Page 1 of 1

Finding crawlers without using get_browser()

Posted: Thu Jan 15, 2004 6:47 am
by Toneboy
I was looking to find a way to keep crawlers out of my users online figures (if they hit in one go they tend to distort things a bit - up to 50 on one occasion). So I did bit of reading and compiled a few tests, and found that my host doesn't put the browscap.ini file on their servers. :(

As my users online figures are stored on a MySql database I was thinking of a query along the following lines:

Code: Select all

SELECT * FROM usersunique WHERE browser NOT LIKE '%googlebot%' ORDER BY 'visitorid' DESC;
N.B. I've only run that line in phpMyAdmin. The browser field in the usersunique table basically holds the $HTTP_USER_AGENT details.
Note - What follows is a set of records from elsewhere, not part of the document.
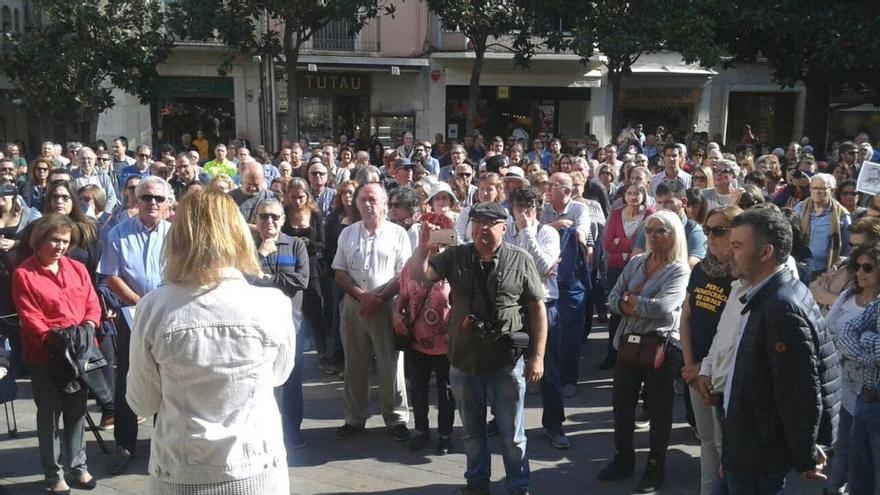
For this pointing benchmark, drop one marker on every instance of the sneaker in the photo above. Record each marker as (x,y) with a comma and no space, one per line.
(419,440)
(348,430)
(327,366)
(121,461)
(558,439)
(643,420)
(617,470)
(106,423)
(400,432)
(492,428)
(444,444)
(652,480)
(472,490)
(297,440)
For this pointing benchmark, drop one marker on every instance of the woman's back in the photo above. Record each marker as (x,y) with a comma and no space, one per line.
(207,360)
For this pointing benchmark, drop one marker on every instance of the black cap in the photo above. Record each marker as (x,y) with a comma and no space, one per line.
(492,211)
(8,190)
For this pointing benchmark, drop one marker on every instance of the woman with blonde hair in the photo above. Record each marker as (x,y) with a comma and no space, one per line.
(207,351)
(648,295)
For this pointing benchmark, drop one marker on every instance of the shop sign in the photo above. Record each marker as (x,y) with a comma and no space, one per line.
(659,96)
(333,83)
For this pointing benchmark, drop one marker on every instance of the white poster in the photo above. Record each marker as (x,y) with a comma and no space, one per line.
(869,178)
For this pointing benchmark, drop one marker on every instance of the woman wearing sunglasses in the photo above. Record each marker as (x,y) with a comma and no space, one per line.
(648,297)
(707,293)
(864,265)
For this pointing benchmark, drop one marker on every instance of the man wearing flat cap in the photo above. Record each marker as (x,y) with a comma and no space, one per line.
(498,330)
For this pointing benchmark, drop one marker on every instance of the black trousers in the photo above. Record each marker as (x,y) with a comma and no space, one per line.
(125,422)
(661,394)
(419,366)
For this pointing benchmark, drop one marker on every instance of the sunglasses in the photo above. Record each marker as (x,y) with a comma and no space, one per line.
(661,231)
(865,267)
(146,198)
(716,231)
(267,216)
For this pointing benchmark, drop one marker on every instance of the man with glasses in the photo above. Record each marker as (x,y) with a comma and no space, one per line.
(672,171)
(491,282)
(141,167)
(423,151)
(318,183)
(725,176)
(542,243)
(130,263)
(221,164)
(187,175)
(457,155)
(89,173)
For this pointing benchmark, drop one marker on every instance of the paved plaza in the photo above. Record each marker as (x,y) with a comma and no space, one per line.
(374,463)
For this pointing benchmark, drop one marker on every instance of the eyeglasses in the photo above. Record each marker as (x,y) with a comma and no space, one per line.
(661,231)
(146,198)
(716,231)
(266,216)
(865,267)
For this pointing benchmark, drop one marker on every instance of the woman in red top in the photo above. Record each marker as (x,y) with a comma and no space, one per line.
(623,228)
(52,291)
(422,312)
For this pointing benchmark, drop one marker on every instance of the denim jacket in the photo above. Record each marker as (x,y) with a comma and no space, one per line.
(207,361)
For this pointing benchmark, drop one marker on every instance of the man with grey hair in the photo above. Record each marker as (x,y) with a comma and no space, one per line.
(370,282)
(89,173)
(130,263)
(253,190)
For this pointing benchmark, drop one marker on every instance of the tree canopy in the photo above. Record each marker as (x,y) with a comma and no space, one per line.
(69,62)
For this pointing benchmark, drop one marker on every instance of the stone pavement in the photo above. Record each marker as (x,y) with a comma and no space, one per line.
(374,463)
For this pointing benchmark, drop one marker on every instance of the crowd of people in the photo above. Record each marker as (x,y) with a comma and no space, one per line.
(742,278)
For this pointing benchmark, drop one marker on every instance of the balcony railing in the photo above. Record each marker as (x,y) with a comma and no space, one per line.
(336,37)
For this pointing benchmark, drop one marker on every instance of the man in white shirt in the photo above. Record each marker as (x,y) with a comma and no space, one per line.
(369,260)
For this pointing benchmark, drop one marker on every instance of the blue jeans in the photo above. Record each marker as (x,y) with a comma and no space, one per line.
(291,403)
(864,448)
(762,480)
(505,389)
(572,306)
(551,385)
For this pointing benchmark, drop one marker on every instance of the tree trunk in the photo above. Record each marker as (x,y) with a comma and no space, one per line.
(474,89)
(614,79)
(291,57)
(818,101)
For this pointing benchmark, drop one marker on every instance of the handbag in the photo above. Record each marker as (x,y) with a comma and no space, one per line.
(645,352)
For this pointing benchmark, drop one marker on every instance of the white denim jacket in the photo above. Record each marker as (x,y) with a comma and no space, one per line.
(207,360)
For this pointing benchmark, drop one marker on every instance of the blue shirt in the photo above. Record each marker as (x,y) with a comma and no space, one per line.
(132,254)
(820,236)
(131,171)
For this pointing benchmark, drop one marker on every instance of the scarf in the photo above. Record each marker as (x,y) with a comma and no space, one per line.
(837,210)
(714,268)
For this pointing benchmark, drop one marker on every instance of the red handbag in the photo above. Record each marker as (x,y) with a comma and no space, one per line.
(646,352)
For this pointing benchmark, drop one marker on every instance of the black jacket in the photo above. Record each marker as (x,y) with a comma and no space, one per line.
(785,393)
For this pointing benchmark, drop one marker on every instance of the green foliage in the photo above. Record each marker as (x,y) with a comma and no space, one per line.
(70,63)
(825,42)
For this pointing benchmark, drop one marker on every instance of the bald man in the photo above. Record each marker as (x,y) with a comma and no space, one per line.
(253,190)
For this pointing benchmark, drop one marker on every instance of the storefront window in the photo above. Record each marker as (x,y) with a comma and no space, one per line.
(391,128)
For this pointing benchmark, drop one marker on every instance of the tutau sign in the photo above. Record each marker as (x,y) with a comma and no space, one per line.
(333,83)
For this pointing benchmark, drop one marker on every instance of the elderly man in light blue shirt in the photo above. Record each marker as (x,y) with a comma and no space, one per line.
(131,268)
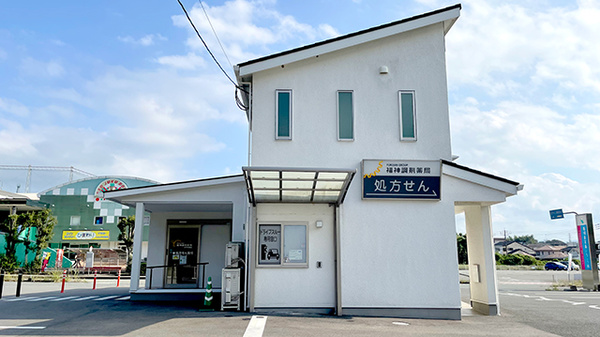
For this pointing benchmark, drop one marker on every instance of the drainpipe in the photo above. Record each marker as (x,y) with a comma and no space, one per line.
(338,265)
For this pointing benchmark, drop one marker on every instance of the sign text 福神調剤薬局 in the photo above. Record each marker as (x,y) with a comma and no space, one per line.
(401,179)
(86,235)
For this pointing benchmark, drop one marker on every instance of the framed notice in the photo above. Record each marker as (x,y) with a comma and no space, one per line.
(269,244)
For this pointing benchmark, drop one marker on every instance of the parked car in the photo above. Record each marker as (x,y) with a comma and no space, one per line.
(555,266)
(574,265)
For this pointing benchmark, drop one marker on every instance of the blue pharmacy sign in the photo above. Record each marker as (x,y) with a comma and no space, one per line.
(556,214)
(401,179)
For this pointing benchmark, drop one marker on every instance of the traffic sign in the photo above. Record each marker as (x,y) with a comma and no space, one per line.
(556,214)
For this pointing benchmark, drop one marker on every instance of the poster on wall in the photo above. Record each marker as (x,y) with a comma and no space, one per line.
(401,179)
(269,244)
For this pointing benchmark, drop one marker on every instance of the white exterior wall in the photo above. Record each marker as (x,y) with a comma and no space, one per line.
(398,253)
(312,287)
(394,253)
(416,61)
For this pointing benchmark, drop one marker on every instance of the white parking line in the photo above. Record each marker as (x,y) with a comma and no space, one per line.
(22,327)
(256,327)
(106,298)
(63,298)
(85,298)
(41,299)
(20,299)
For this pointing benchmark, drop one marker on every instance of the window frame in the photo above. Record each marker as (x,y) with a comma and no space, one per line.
(401,114)
(290,114)
(338,115)
(71,222)
(282,263)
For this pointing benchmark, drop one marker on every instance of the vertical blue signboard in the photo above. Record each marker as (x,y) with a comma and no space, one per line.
(584,242)
(401,179)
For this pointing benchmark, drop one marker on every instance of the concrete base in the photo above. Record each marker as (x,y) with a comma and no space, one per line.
(426,313)
(174,295)
(295,311)
(485,308)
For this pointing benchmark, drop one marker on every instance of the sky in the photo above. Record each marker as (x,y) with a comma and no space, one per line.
(127,88)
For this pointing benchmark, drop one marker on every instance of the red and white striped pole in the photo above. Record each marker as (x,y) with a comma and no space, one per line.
(62,289)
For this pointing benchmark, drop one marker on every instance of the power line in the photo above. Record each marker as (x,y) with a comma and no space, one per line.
(215,32)
(206,46)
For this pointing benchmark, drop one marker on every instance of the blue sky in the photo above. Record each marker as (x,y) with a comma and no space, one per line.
(126,88)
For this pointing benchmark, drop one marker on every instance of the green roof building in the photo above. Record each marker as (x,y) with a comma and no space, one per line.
(84,218)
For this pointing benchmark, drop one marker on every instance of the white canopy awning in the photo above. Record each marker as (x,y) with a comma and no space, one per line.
(297,185)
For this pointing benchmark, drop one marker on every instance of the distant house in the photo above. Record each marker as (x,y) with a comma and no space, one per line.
(513,247)
(574,250)
(548,252)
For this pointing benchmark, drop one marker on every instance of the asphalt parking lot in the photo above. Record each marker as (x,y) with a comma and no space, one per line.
(80,311)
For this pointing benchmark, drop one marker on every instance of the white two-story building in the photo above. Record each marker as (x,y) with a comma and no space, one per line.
(348,203)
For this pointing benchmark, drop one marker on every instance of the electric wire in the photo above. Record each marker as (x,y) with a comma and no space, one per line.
(215,32)
(238,101)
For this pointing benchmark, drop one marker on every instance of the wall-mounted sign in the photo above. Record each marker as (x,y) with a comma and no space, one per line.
(401,179)
(86,235)
(108,185)
(269,244)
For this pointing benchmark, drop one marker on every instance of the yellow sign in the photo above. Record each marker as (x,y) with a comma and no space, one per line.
(86,235)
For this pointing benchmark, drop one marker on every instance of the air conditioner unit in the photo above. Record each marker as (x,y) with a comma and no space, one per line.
(231,296)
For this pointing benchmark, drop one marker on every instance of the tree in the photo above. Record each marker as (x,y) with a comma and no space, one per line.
(14,227)
(126,226)
(17,226)
(524,239)
(461,243)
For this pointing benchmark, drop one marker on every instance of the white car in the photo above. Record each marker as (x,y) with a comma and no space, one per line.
(574,265)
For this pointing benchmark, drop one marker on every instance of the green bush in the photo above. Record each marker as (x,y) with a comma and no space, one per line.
(8,264)
(517,260)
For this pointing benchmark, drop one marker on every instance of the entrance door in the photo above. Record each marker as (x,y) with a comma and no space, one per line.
(182,257)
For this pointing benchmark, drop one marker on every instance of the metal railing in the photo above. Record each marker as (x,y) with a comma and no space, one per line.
(150,271)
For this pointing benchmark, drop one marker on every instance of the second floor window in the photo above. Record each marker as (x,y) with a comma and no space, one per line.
(283,118)
(408,125)
(345,115)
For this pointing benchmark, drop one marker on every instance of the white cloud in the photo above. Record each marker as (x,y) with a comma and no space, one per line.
(36,68)
(525,132)
(15,141)
(13,107)
(497,41)
(146,40)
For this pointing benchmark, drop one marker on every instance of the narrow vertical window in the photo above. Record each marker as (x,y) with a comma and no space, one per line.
(345,115)
(408,129)
(284,114)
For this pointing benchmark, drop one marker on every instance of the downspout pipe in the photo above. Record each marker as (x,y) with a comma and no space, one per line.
(338,267)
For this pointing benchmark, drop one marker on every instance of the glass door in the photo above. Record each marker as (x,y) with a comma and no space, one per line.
(182,257)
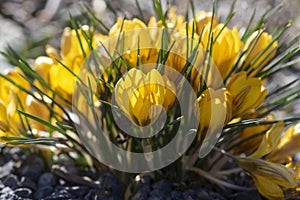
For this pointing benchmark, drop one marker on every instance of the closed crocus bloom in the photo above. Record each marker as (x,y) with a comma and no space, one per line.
(287,146)
(202,19)
(247,93)
(10,99)
(16,75)
(271,179)
(138,95)
(215,111)
(176,21)
(10,120)
(255,44)
(226,47)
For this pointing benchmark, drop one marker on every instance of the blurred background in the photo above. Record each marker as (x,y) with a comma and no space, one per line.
(28,25)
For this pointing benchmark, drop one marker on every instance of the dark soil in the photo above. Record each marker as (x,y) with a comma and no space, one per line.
(27,176)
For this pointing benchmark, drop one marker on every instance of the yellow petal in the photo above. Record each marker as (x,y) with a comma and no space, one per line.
(269,141)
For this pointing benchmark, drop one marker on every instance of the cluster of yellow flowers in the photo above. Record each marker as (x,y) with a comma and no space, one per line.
(242,91)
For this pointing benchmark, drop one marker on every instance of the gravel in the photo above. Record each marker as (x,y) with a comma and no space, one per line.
(25,176)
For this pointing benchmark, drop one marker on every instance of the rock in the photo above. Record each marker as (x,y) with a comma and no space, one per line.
(111,184)
(47,179)
(11,181)
(6,169)
(28,183)
(43,192)
(163,187)
(248,195)
(176,195)
(190,194)
(23,192)
(33,167)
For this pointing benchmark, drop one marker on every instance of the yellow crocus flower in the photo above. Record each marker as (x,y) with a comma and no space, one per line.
(251,145)
(287,146)
(226,47)
(72,56)
(247,93)
(215,112)
(271,179)
(138,95)
(254,45)
(10,99)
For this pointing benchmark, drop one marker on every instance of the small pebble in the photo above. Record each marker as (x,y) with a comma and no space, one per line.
(43,192)
(33,167)
(23,192)
(11,181)
(47,179)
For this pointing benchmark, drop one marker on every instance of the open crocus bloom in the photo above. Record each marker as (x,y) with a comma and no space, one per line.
(247,93)
(138,95)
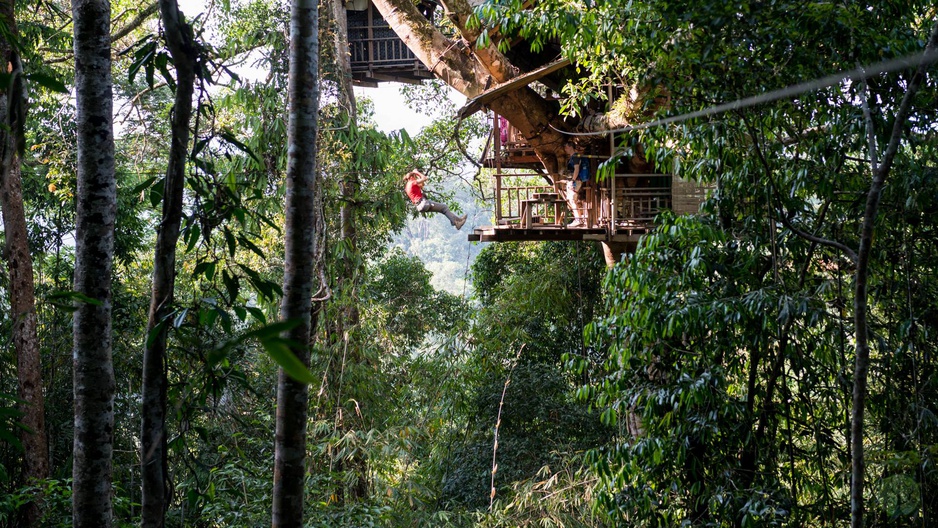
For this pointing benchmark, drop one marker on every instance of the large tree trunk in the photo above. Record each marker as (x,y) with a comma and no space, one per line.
(153,463)
(94,249)
(20,264)
(472,73)
(303,222)
(861,278)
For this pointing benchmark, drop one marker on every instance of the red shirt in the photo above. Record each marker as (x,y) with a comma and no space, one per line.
(414,192)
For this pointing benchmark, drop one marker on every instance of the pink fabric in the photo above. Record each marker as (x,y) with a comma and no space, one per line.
(414,192)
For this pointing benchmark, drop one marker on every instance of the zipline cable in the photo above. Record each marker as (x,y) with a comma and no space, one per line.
(861,73)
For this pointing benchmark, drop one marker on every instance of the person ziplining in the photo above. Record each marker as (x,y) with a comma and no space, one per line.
(413,186)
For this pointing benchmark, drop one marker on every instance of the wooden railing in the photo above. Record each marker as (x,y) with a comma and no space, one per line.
(630,202)
(512,191)
(637,199)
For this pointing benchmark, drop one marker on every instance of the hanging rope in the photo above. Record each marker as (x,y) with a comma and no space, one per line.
(498,423)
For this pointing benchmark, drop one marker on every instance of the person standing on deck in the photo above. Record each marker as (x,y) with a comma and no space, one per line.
(413,186)
(578,173)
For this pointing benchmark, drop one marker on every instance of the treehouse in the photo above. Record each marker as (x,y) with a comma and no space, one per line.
(624,194)
(619,202)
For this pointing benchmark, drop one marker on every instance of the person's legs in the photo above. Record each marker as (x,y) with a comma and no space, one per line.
(573,202)
(436,207)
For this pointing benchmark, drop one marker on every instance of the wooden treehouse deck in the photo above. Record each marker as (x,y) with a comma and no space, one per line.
(620,207)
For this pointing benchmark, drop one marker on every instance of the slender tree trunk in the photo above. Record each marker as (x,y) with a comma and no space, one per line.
(347,283)
(303,223)
(861,278)
(154,467)
(20,263)
(94,250)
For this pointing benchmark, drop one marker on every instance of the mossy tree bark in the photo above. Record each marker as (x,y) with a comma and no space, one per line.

But even eliminating googlebot, grub & inktomi there appear to be other crawlers getting through.

Is there any way you can find out if a user is a crawler without using get_browser()?

Thanks.

Posted: Thu Jan 15, 2004 6:51 am
by JayBird
why not just use a robots.txt file on your server?

Code: Select all

# robots, scram

User-agent: *
Disallow: /user_stats/
and also but this in your head tag, just to be safe

Code: Select all

<meta name="robots" content="noindex,nofollow">
Mark

Posted: Thu Jan 15, 2004 7:39 am
by Toneboy
Hmm... did a search on that in the PHP manual, couldn't find anything. If you're talking about asking my host (I just have a virtual server) to put a .txt file on their server I might as well ask them to put the browscap.ini file there too. Sorry if I've got confused about what you meant, Mark.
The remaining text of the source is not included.